This thesis presents an ensemble approach that reduces the high variance error exhibited by model trees that comprise multivariate non-linear models and increases their overall robustness. The ensemble approach is conceptualised, tuned for, and evaluated against competing regression models on ten separate benchmarking datasets. The ensemble, referred to as the model tree forest (MTF), incorporates a hybrid genetic algorithm approach to construct structurally optimal polynomial expressions (GASOPE) within the leaf nodes of greedy induced model trees that form the base learners of the ensemble. Bootstrap aggregation, together with randomised splitting feature spaces during tree induction, sufficiently decorrelates the base learners within the ensemble, thereby reducing the variance error of MTF compared to that of a single model tree whilst retaining the favourable low bias error that model trees exhibit. The multivariate non-linear models that predicts the output enable MTF to produce approximations of highly non-linear data The addition of ensembling methods passively combat overfitting brought forth from the increased model complexity, compared to a previous implementation of GASOPE within a tree structure which is shown to exhibit overfitting in specific cases. MTF produced similar performance to an artificial feed-forward neural network and outperformed the M5 model tree, an ensemble of M5 model trees and support vector regression.

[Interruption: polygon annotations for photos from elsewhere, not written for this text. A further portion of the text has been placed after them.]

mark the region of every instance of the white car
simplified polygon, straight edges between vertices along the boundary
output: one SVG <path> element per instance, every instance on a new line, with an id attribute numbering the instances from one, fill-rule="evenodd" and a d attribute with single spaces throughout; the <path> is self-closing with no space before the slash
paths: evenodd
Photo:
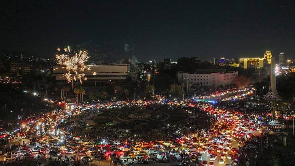
<path id="1" fill-rule="evenodd" d="M 20 152 L 19 153 L 17 153 L 17 152 L 13 152 L 11 153 L 11 155 L 12 156 L 14 156 L 15 157 L 18 156 L 21 156 L 22 154 L 22 153 L 21 152 Z M 9 153 L 7 154 L 7 156 L 10 156 L 11 155 L 10 153 Z"/>
<path id="2" fill-rule="evenodd" d="M 65 151 L 65 153 L 67 154 L 73 154 L 75 153 L 75 151 L 72 149 L 68 149 Z"/>
<path id="3" fill-rule="evenodd" d="M 227 156 L 227 158 L 229 159 L 231 159 L 232 158 L 233 156 L 231 154 L 229 154 Z"/>
<path id="4" fill-rule="evenodd" d="M 217 158 L 217 154 L 213 154 L 211 155 L 211 156 L 210 156 L 210 160 L 215 160 L 215 159 L 216 159 L 216 158 Z"/>
<path id="5" fill-rule="evenodd" d="M 257 148 L 257 146 L 253 145 L 248 145 L 248 147 L 250 149 L 255 149 Z"/>
<path id="6" fill-rule="evenodd" d="M 144 155 L 143 154 L 137 154 L 136 156 L 135 156 L 135 157 L 136 158 L 139 157 L 139 158 L 143 158 L 143 157 L 145 157 L 145 155 Z"/>
<path id="7" fill-rule="evenodd" d="M 10 156 L 6 156 L 4 158 L 4 161 L 13 160 L 15 159 L 15 157 Z"/>
<path id="8" fill-rule="evenodd" d="M 229 150 L 227 149 L 225 149 L 223 150 L 223 151 L 222 151 L 222 153 L 223 154 L 226 154 L 228 153 L 228 151 L 229 151 Z"/>
<path id="9" fill-rule="evenodd" d="M 157 156 L 157 155 L 155 154 L 151 154 L 148 156 L 150 159 L 157 159 L 158 158 L 158 157 Z"/>
<path id="10" fill-rule="evenodd" d="M 221 164 L 224 164 L 224 161 L 225 160 L 225 159 L 219 159 L 219 161 L 218 162 L 218 163 Z"/>

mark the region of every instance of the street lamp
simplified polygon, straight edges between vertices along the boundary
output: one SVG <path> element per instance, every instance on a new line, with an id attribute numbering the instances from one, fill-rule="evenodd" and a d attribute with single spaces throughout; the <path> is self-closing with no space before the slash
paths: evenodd
<path id="1" fill-rule="evenodd" d="M 31 106 L 30 107 L 31 108 L 30 111 L 30 119 L 32 119 L 32 105 L 33 105 L 34 104 L 31 104 Z"/>

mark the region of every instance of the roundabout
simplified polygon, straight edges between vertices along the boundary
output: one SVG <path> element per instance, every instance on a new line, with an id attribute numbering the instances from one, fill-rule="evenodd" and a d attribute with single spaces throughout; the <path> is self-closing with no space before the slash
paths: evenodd
<path id="1" fill-rule="evenodd" d="M 135 111 L 121 113 L 117 118 L 125 122 L 145 122 L 155 120 L 163 120 L 168 116 L 165 113 L 154 111 Z"/>

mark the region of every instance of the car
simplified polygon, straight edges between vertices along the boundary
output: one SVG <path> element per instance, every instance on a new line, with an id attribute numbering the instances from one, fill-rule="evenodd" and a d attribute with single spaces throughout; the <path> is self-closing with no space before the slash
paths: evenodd
<path id="1" fill-rule="evenodd" d="M 232 159 L 233 157 L 233 155 L 231 154 L 229 154 L 227 155 L 227 158 L 229 159 Z"/>
<path id="2" fill-rule="evenodd" d="M 22 156 L 22 158 L 24 159 L 32 157 L 32 155 L 27 153 L 24 154 L 23 154 Z"/>
<path id="3" fill-rule="evenodd" d="M 208 151 L 207 151 L 207 152 L 208 154 L 212 154 L 214 152 L 212 150 L 209 150 Z"/>
<path id="4" fill-rule="evenodd" d="M 210 160 L 215 160 L 217 158 L 217 154 L 212 154 L 210 156 Z"/>
<path id="5" fill-rule="evenodd" d="M 4 161 L 13 160 L 15 159 L 15 157 L 12 156 L 6 156 L 4 158 Z"/>
<path id="6" fill-rule="evenodd" d="M 157 157 L 157 155 L 155 154 L 151 154 L 149 155 L 148 156 L 150 157 L 150 158 L 151 159 L 157 159 L 157 158 L 158 158 Z"/>
<path id="7" fill-rule="evenodd" d="M 135 156 L 136 157 L 136 158 L 138 157 L 139 158 L 143 158 L 143 157 L 144 157 L 145 156 L 145 155 L 144 155 L 143 154 L 138 154 L 136 155 Z"/>
<path id="8" fill-rule="evenodd" d="M 166 145 L 167 146 L 171 146 L 171 144 L 170 143 L 168 142 L 164 142 L 163 143 L 163 144 L 164 145 Z"/>
<path id="9" fill-rule="evenodd" d="M 216 146 L 214 146 L 212 147 L 212 150 L 217 150 L 217 149 L 218 148 L 218 147 Z"/>
<path id="10" fill-rule="evenodd" d="M 208 164 L 207 164 L 206 161 L 205 160 L 203 160 L 203 166 L 208 166 Z"/>
<path id="11" fill-rule="evenodd" d="M 88 156 L 83 156 L 81 157 L 81 159 L 84 159 L 84 160 L 86 161 L 93 161 L 93 158 Z"/>
<path id="12" fill-rule="evenodd" d="M 17 152 L 12 152 L 11 154 L 10 152 L 9 153 L 7 154 L 7 156 L 10 156 L 11 155 L 12 156 L 14 156 L 16 157 L 18 156 L 21 156 L 22 154 L 22 153 L 21 152 L 20 152 L 19 153 L 17 153 Z"/>
<path id="13" fill-rule="evenodd" d="M 229 149 L 224 149 L 223 150 L 223 151 L 222 151 L 222 153 L 223 154 L 227 154 L 227 153 L 228 153 L 228 151 L 230 151 L 230 150 L 229 150 Z"/>
<path id="14" fill-rule="evenodd" d="M 224 161 L 225 160 L 225 159 L 219 159 L 219 161 L 218 162 L 218 163 L 221 164 L 224 164 Z"/>
<path id="15" fill-rule="evenodd" d="M 232 147 L 232 145 L 230 144 L 227 144 L 225 146 L 225 149 L 230 150 Z"/>
<path id="16" fill-rule="evenodd" d="M 220 153 L 220 152 L 221 152 L 221 151 L 222 151 L 223 149 L 223 148 L 218 148 L 216 150 L 216 152 L 218 152 L 218 153 Z"/>
<path id="17" fill-rule="evenodd" d="M 205 148 L 202 148 L 200 150 L 200 152 L 202 153 L 205 153 L 205 152 L 207 152 L 208 149 Z"/>
<path id="18" fill-rule="evenodd" d="M 202 160 L 202 154 L 201 153 L 197 153 L 197 156 L 198 157 L 198 160 Z"/>
<path id="19" fill-rule="evenodd" d="M 257 148 L 257 146 L 253 145 L 248 145 L 247 147 L 250 149 L 255 149 Z"/>
<path id="20" fill-rule="evenodd" d="M 67 154 L 73 154 L 75 153 L 75 151 L 71 149 L 68 149 L 65 151 L 65 153 Z"/>
<path id="21" fill-rule="evenodd" d="M 224 153 L 222 153 L 220 155 L 220 158 L 222 159 L 225 159 L 226 158 L 226 154 L 224 154 Z"/>
<path id="22" fill-rule="evenodd" d="M 238 151 L 237 150 L 236 148 L 232 148 L 232 149 L 230 150 L 230 151 L 232 153 L 237 153 L 237 152 Z"/>
<path id="23" fill-rule="evenodd" d="M 110 155 L 110 158 L 111 160 L 114 159 L 119 159 L 120 158 L 120 156 L 117 156 L 114 154 L 113 154 Z"/>
<path id="24" fill-rule="evenodd" d="M 209 166 L 214 166 L 214 162 L 210 161 L 210 162 L 209 163 Z"/>
<path id="25" fill-rule="evenodd" d="M 219 145 L 218 146 L 218 147 L 223 148 L 223 147 L 224 146 L 224 144 L 223 143 L 220 143 L 220 144 L 219 144 Z"/>

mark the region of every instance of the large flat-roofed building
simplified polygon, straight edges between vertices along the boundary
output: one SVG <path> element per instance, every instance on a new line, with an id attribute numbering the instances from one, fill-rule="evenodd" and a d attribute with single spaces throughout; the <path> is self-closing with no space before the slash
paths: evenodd
<path id="1" fill-rule="evenodd" d="M 66 78 L 63 76 L 67 72 L 62 66 L 53 66 L 53 74 L 57 82 L 67 82 Z M 100 86 L 113 84 L 122 84 L 126 81 L 130 72 L 129 64 L 116 65 L 98 65 L 90 67 L 89 71 L 84 71 L 87 81 L 83 84 L 92 86 Z M 93 75 L 93 72 L 96 72 Z"/>
<path id="2" fill-rule="evenodd" d="M 232 83 L 232 81 L 238 75 L 237 71 L 228 72 L 207 72 L 189 73 L 180 71 L 176 74 L 177 80 L 180 84 L 189 83 L 202 85 L 205 88 L 213 88 L 217 86 L 224 87 Z"/>
<path id="3" fill-rule="evenodd" d="M 244 69 L 247 69 L 251 66 L 254 66 L 256 69 L 263 67 L 263 58 L 240 58 L 240 66 Z"/>

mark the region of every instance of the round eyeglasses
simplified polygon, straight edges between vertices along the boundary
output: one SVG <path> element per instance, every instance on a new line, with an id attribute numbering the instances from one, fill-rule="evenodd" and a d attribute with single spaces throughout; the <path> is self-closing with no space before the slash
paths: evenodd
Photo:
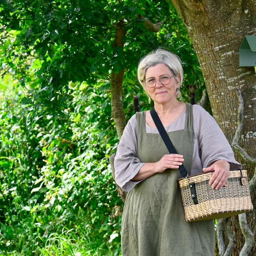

- The full project report, containing:
- A study on relevant literature,
- A redesign of GASOPE,
- Conceptualisation of Model Tree Forest (MTF),
- Visualisation & evaluation of tuning MTF and
- Statistical tests to compare MTF against other state-of-the-art regression techniques.
- All classes necessary to implement MTF, see
rsc/PyGasope/PyForest.py
for the main class. - Raw results of comparing GASOPE, MT and MTF against other state of the art regression techniques.